The death of a Japanese glider pilot at Omarama in 2009 will not be subject to further inquiry, Otago-Southland coroner David Crerar has ruled.
Ichero Murai (53), a Japanese tourist, died on Mount St Cuthbert while gliding on February 27 three years ago.
An investigation carried out by the Civil Aviation Authority (CAA) and a postmortem report by a pathologist satisfied Mr Crerar there was no need for any further inquiry.
He issued formal notification of his decision, stating the causes of death were chest injuries (multiple rib fractures, ruptured aorta, and heart with haemorrhage into chest cavity), as well as head and limb injuries.

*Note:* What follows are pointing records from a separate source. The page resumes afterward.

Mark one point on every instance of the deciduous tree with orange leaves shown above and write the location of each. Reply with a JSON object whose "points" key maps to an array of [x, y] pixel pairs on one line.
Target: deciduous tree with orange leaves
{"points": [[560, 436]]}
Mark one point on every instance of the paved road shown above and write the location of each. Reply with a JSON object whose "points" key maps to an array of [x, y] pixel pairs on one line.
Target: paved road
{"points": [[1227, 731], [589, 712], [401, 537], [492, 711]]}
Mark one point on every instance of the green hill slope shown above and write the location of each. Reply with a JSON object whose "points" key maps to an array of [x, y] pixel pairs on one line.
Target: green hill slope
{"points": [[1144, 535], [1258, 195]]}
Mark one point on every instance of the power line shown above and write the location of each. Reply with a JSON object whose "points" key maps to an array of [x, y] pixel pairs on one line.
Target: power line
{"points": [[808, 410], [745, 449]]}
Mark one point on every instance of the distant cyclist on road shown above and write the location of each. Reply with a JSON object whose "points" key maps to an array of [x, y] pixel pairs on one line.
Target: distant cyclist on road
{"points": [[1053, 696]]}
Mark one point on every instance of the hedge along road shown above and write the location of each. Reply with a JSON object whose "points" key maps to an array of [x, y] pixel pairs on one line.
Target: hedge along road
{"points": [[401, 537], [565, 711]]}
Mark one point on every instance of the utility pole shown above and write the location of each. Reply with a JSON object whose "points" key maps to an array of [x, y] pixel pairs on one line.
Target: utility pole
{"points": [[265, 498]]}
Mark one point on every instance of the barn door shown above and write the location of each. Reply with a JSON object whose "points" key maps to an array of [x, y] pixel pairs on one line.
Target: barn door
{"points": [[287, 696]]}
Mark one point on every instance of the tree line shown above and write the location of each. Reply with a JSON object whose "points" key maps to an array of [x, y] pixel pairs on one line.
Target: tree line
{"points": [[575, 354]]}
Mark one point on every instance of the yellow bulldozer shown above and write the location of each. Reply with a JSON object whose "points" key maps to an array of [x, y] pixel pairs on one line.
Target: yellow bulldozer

Mr Murai was an experienced glider pilot, training for a mountain flying qualification, and was in the front seat of a two-seat glider when as the pilot he failed to gain altitude after being released from a tow plane.
Against the instructor's advice, Mr Murai attempted a turn towards approaching terrain to gain height, Mr Crerar stated.
Examination of the wreckage showed the glider was in a right-banked turn when it struck sloping ground on Mount St Cuthbert.
The glider's nose section took full impact and the cockpit disintegrated.
The CAA's investigation concluded both Mr Murai and the instructor seated behind him were appropriately licensed, experienced and fit to carry out the flight, and the glider was airworthy.